13. 400 Days by Chetan Bhagat

About the Book- Twelve-year-old Siya has been missing for nine months. It’s a cold case, but Keshav wants to help his mother, Alia, who refuses to give up.
‘My daughter Siya was kidnapped. Nine months ago,’ Alia said. The police had given up. They called it a cold case. Even the rest of her family had stopped searching. Alia wouldn’t stop looking, though. She wanted to know if I could help her.Hi, I am Keshav Rajpurohit and I am a disappointment to everyone around me. I live with my parents, who keep telling me how I should:

a) get married,

b) focus on my IPS exams,

c) meet more people and

d) close my detective agency. But Alia Arora, neighbour, and ex-model, wanted my help.

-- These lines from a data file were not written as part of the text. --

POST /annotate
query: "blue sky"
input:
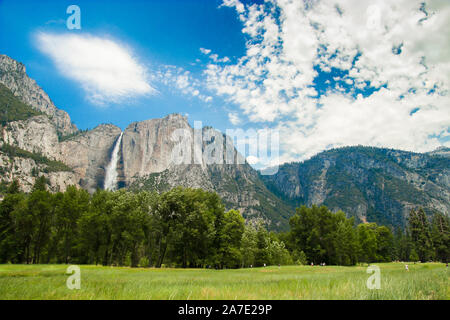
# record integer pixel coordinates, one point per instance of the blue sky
(160, 33)
(322, 73)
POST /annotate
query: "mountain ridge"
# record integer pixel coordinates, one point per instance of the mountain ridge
(372, 184)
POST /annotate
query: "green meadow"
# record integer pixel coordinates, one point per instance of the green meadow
(423, 281)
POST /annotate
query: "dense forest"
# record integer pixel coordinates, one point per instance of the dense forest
(190, 228)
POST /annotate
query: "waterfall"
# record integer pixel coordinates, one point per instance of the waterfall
(111, 168)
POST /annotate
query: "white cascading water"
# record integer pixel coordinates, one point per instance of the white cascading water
(111, 168)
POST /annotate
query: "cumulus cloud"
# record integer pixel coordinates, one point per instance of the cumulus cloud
(106, 69)
(388, 68)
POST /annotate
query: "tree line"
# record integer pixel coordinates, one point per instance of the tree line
(187, 227)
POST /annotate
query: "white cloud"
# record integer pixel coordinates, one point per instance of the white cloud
(106, 69)
(234, 118)
(399, 48)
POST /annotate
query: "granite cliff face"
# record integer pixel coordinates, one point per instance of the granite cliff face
(88, 154)
(372, 184)
(151, 161)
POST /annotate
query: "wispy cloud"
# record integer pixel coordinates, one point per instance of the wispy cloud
(106, 69)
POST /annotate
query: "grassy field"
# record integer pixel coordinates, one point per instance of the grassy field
(422, 281)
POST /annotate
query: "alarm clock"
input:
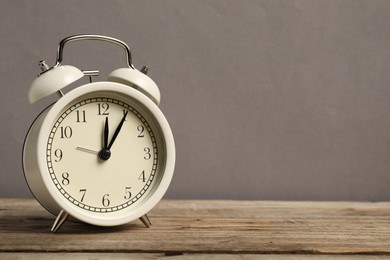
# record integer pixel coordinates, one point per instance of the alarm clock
(103, 153)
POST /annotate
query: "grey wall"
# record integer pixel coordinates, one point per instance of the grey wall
(266, 99)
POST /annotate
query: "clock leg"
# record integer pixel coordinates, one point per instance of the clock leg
(145, 219)
(59, 220)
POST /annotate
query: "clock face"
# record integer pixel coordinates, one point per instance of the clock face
(104, 152)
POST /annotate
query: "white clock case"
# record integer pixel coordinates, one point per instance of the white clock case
(38, 177)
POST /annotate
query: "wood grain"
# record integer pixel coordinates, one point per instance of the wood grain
(208, 227)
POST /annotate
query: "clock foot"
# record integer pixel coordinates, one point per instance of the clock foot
(145, 219)
(59, 220)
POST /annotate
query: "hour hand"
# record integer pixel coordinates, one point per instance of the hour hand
(105, 153)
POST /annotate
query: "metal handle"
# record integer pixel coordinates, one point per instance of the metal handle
(82, 37)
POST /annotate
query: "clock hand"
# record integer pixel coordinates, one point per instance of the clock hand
(86, 150)
(105, 135)
(117, 130)
(105, 153)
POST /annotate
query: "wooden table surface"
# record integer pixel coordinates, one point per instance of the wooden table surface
(195, 229)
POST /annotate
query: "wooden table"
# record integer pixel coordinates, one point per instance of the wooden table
(195, 229)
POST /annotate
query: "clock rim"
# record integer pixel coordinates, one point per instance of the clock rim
(108, 219)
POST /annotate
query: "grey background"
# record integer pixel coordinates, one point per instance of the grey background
(280, 100)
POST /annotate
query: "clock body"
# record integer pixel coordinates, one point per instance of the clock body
(62, 158)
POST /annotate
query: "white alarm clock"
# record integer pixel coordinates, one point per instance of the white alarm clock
(102, 154)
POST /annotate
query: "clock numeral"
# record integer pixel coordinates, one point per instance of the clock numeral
(80, 116)
(128, 193)
(103, 109)
(142, 177)
(58, 155)
(141, 130)
(105, 200)
(66, 132)
(147, 153)
(65, 179)
(83, 191)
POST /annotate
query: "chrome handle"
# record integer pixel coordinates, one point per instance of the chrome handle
(82, 37)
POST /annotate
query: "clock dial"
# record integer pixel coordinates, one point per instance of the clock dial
(103, 152)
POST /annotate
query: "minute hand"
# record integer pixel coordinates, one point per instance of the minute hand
(117, 130)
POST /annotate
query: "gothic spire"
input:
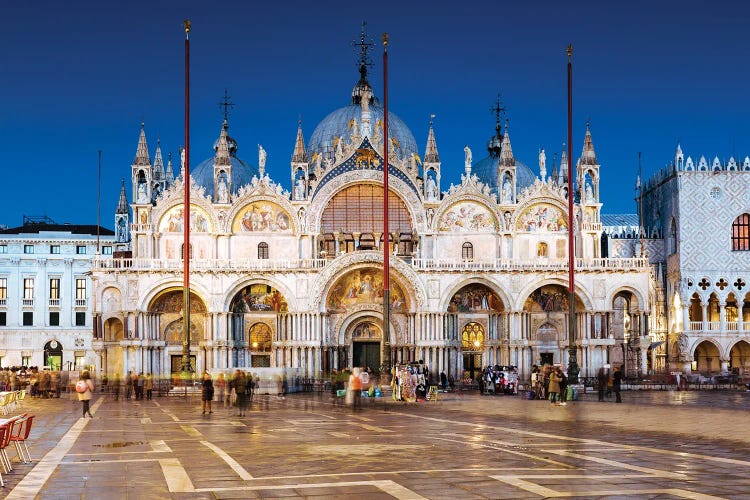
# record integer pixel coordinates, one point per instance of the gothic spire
(430, 153)
(588, 157)
(141, 153)
(158, 162)
(221, 158)
(299, 155)
(169, 176)
(122, 204)
(506, 152)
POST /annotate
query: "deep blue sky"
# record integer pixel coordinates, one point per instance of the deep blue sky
(79, 76)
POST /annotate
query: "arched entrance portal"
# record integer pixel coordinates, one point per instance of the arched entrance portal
(367, 336)
(53, 354)
(706, 359)
(472, 345)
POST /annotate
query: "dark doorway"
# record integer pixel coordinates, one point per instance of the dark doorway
(472, 365)
(53, 355)
(367, 354)
(177, 363)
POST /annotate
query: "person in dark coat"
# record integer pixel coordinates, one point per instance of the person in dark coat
(601, 378)
(207, 394)
(617, 382)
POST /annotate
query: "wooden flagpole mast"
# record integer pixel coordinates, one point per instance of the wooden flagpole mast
(386, 358)
(186, 367)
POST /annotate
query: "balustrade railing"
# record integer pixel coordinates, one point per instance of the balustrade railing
(197, 265)
(629, 264)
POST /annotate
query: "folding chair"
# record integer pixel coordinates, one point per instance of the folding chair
(10, 424)
(20, 435)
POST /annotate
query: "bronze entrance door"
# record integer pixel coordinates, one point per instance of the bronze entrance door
(367, 354)
(473, 365)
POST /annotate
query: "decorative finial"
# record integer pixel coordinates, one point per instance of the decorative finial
(226, 104)
(363, 44)
(498, 110)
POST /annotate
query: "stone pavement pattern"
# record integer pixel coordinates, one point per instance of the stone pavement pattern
(656, 445)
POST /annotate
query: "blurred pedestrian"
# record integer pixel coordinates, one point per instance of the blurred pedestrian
(208, 392)
(84, 388)
(616, 384)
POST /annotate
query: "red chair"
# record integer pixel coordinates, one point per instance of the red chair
(20, 435)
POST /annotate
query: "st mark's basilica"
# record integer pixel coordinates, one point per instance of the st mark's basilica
(479, 270)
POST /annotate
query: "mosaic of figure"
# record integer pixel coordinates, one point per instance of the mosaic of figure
(174, 220)
(467, 216)
(363, 287)
(173, 302)
(475, 298)
(262, 216)
(258, 298)
(549, 298)
(542, 218)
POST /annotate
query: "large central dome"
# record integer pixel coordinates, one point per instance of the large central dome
(339, 124)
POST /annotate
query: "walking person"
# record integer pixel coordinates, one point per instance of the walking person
(129, 385)
(554, 386)
(616, 384)
(85, 388)
(116, 386)
(355, 385)
(602, 377)
(221, 388)
(208, 392)
(239, 382)
(149, 386)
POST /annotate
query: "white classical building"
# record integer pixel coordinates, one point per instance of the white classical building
(295, 279)
(696, 220)
(45, 292)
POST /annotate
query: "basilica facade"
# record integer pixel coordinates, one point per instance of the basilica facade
(294, 278)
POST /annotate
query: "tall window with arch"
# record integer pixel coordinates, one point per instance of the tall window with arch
(741, 233)
(672, 243)
(467, 251)
(262, 250)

And I couldn’t take my eyes off her face … I mean … her case. Welcome to 400 Days. A mystery and romance story like no other. An unputdownable tale of suspense, human relationships, love, friendship, the crazy world we live in and, above all, a mother’s determination to never give up.

14. Boys Don’t Cry by Meghna Pant

About the Book- ‘A work of power, intimacy and magic’ Anees Salim, author
When Maneka Pataudi is arrested as the prime suspect for the murder of her ex-husband, she reveals a chilling tale of marital abuse and neglect.
But is her confession the truth or a lie? Is she telling the story as a victim or a perpetrator? And is it better for women to kill for love or be killed for it?
Based on a true story (mostly), Boys Don’t Cry is a gripping, compelling and courageous novel that takes you behind the closed doors of a modern Indian marriage.

15. A Place Called Home by Preeti Shenoy

ABOUT THE BOOK- In the windowless, cramped servant’s room at Mrs Shetty’s luxurious house, where her mother is a maid, Alka dreams of an escape. When Mrs Shetty decides to send her to the same school as her daughter, she works hard, moulding herself into a new avatar.

She marries Subbu, a coffee grower with a four-hundred-acre estate. Between taking care of her heritage home, her two young daughters and her fabulous relationship with her mother-in-law, Alka’s life feels complete.

But when secrets about her past that she has fiercely guarded are exposed, they threaten to destroy her life. To protect all that she has, Alka must fight her demons and travel back to the world she worked so hard to leave behind.

A Place Called Home is a novel about secrets, family, and finding yourself, from bestselling author Preeti Shenoy.